08.08.2003

Schreiben im Abteil

Da ich als nichtbezahlter Autor verhungern und als bezahlter meine Ambitionen verlieren würde, habe ich noch einen anderen Job. Dazu ist es notwendig mit der Bahn zu fahren, um zu meiner Arbeitsstätte zu gelangen.
Am Tag fahre ich so eine Stunde und zwanzig Minuten, das sind in der Woche sechs Stunden und vierzig Minuten.
Für einen Autor bedeutet das mindestens fünfzig Seiten, wenn nicht mehr.

Aber ich zog es vor, in der Bahn zu lesen und zu Hause zu schreiben bis mein Sohn das Fernsehen neu entdeckte.
Das war zu der Zeit, als er Playstation zum Babykram erklärte und nicht ständig mit dem Fahrrad unterwegs sein wollte.
Hier begann das Problem: Ich habe nur einen Fernseher mit Kabelanschluss.
Fatalerweise steht der in dem Raum mit meinem Rechner, fatalerweise hat meine Wohnung dann nur noch ein Zimmer, was meinem Sohn vorbehalten war und eine Küche, die meistens als Atelier gebraucht wurde. Fatalerweise konnte ich mich nicht mehr konzentrieren, wenn hinter mir "Ärger in Entenhausen", "Die kleinen Detektive" und Telekolleg Mathematik lief.
Am schlimmsten wurde es, wenn der Discovery-Kanal von meinem Sohn gewählt wurde - Vulkane, Tiefseeozean, Schwarze Löcher, ISS ...
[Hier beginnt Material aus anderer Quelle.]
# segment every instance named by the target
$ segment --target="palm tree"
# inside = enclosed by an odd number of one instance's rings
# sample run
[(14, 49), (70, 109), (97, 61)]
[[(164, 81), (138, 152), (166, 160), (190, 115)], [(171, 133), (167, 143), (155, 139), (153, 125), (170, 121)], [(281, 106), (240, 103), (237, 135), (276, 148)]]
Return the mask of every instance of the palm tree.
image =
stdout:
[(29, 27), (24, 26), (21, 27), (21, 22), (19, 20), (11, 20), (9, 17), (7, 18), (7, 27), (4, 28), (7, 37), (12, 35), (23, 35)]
Bei so etwas konnte ich meinen Protagonisten nicht sterben lassen. Und er mußte sterben, das war für die Novelle zwingend erforderlich. So schrieb ich auf altmodische Art und Weise ohne Rechner am nächsten Tag bei meiner Bahnfahrt im Abteil.
Ich war gerade an der Stelle, als mein Protagonist nach Hause kam und ich die Atmosphäre noch düsterer gestalten wollte ...

"Ist da noch frei?" , fragte mich eine nette alte und vollbepackte Dame.
Ich half ihr den Koffer zu verstauen und sie bedankte sich tausendmal mit einem strahlenden Lächeln.
Unter düster stelle ich mir etwas anderes vor.
Mir gelang es dann trotzdem, nachdem sie sich ihrer Brotzeit zuwand.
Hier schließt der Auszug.